Physics Education Research

Assessing Introductory Physics for Life Sciences (IPLS)

In addition to developing an IPLS course at Swarthmore, my colleagues and I have assessed student learning and experiences in this course, most recently focusing on student interest, attitudes, and engagement. We have determined that students in our IPLS course experience durable gains in both their attitudes to physics and their skills in using concepts and tools of physics to analyze biological situations. With my Swarthmore colleague Ben Geller, as well as several Swarthmore undergraduates and colleagues both at Swarthmore and elsewhere, we are currently examining the specific curricular elements that elicit students’ engagement with the course.

Here is a page with links to my articles presenting both this research and my curriculum development work.

Learning from Demonstrations

While a postdoctoral fellow at Harvard University, my colleagues and I examined whether lecture demonstrations are an effective way of helping students learn physics concepts. We found that preceding the demonstration by asking students to predict the outcome increased students’ understanding of the demonstration, as measured by testing students’ ability to explain the demonstration at the end of the course.

Catherine H. Crouch, Adam P. Fagen, J. Paul Callan, and Eric Mazur, “Classroom demonstrations: learning tools or entertainment?” American Journal of Physics 72, 835 (2004).

Peer Instruction

While a postdoctoral fellow, I spearheaded a project to assess the effectiveness of Peer Instruction (PI), a teaching strategy that gets students more actively engaged in the classroom by posing questions to them throughout class. We published articles with our findings that PI was very successful at increasing students’ understanding of physics both at Harvard, where Eric Mazur first developed this method, and elsewhere. I also coordinated the dissemination of materials for teaching with PI to make it easier for faculty around the country to use this method.

Catherine H. Crouch, Jessica Watkins, Adam P. Fagen, and Eric Mazur, “Peer Instruction: Engaging students one-on-one, all at once,” in Research-Based Reforms in University Physics, Edward F. Redish, editor (American Association of Physics Teachers, available online.

Gender and Interactive Engagement

We examined whether the interactive engagement methods developed by many physics education researchers around the country help ameliorate the gender gap in performance in introductory physics, both at Harvard and elsewhere. We found that teaching interactively indeed helped the female students catch up to the male students at Harvard as measured by the Force Concept Inventory. It appears that a course needs to be thoroughly interactive if the gender gap is to be ameliorated or eliminated; adding a few interactive activities to an otherwise passively taught course did not help much. These results were reported in Mercedes Lorenzo, Catherine H. Crouch, and Eric Mazur, “Reducing the gender gap in the physics classroom,” American Journal of Physics 74, 118 (2006).
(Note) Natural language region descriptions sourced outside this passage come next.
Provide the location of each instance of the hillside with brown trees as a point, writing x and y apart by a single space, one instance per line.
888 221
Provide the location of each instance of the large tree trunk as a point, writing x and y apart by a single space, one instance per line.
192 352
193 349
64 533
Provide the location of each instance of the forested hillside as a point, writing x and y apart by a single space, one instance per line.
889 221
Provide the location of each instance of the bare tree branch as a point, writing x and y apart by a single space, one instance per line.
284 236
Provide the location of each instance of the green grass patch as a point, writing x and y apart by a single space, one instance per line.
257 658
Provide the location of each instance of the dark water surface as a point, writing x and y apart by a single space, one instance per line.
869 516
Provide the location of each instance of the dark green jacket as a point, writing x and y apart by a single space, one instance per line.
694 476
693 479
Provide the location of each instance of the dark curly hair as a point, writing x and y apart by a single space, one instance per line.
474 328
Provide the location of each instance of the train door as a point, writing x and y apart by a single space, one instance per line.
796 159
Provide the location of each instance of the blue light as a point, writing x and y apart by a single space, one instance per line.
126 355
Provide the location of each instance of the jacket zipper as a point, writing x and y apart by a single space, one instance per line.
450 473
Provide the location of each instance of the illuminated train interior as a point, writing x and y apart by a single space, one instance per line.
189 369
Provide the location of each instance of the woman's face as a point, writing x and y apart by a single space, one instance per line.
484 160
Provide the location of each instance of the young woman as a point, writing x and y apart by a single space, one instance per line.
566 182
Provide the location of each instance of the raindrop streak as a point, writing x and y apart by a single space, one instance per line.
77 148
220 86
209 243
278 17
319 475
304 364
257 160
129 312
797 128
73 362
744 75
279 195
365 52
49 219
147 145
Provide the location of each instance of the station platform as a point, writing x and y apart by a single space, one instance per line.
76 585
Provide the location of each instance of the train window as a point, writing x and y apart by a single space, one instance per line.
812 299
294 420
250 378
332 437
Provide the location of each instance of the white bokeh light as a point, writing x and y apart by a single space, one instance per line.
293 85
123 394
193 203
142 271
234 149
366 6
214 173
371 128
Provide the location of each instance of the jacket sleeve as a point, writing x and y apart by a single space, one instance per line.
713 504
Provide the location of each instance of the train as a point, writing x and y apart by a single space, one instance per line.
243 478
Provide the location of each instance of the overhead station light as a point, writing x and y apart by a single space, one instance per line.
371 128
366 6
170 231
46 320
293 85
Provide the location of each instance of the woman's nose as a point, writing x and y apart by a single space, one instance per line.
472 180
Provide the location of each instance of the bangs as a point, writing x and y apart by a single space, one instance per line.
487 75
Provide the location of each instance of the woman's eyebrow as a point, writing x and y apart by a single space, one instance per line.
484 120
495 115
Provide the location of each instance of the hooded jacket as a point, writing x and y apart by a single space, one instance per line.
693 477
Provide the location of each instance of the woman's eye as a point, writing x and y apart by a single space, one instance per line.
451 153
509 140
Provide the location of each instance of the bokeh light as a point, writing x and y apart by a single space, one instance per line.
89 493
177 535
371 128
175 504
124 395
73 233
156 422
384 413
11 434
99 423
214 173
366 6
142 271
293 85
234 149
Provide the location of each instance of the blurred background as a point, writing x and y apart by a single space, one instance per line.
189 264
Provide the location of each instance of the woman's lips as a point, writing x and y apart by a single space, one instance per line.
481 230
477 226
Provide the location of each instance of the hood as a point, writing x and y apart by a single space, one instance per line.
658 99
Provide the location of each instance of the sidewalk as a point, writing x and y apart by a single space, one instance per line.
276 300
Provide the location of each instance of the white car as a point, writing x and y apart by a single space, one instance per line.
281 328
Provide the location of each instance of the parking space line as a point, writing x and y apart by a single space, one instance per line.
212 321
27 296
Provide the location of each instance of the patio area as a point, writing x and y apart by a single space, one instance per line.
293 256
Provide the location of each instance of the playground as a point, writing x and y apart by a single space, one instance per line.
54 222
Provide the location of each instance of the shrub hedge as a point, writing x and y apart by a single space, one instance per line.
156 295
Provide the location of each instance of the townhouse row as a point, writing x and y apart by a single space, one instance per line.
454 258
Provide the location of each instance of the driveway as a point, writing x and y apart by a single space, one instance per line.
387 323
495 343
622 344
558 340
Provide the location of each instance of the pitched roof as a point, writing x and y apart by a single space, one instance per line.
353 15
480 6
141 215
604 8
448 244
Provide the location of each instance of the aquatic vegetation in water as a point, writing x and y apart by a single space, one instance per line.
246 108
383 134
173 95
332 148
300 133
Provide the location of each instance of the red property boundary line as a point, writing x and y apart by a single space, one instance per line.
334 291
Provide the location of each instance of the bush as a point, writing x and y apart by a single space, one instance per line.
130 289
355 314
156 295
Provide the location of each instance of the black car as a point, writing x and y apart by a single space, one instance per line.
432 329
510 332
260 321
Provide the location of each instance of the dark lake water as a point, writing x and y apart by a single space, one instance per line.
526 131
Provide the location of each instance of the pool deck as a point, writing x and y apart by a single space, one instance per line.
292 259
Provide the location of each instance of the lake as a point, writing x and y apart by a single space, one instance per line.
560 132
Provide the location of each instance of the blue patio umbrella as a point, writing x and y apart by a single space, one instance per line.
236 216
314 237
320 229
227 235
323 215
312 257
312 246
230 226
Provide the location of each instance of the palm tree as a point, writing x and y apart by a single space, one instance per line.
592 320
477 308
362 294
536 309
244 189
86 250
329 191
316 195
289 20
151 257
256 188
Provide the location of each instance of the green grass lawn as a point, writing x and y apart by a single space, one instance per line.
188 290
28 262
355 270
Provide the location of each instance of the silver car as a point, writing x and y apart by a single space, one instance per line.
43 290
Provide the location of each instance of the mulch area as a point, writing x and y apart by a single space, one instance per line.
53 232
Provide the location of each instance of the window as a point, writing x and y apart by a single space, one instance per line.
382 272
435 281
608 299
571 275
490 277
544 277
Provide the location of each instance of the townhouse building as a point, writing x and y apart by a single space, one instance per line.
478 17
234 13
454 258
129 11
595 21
In my first few years at Swarthmore, I continued a collaboration on examining gender issues in introductory physics with Jessica Watkins and Eric Mazur at Harvard University. Further analysis of these same data by Jessica Watkins revealed a significant ceiling effect in the FCI scores. Jessica’s findings (reported in her dissertation, some summarized in this talk) revealed Peer Instruction was clearly beneficial for both male and female students, but in the algebra-based course, on some measures there was still a modest gender gap, while on some measured the female students achieved on par with the males. When student background (FCI pretest score) was controlled for, no gaps remained. Subsequent work by other groups such as the University of Colorado-Boulder have made it clear that the picture is complex and depends on specifics of institutional implementation.

I organized a targeted poster session on this topic at the 2008 Physics Education Research Conference, and was part of an invited session on diversity in physics education at the 2010 American Association of Physics Teachers meeting.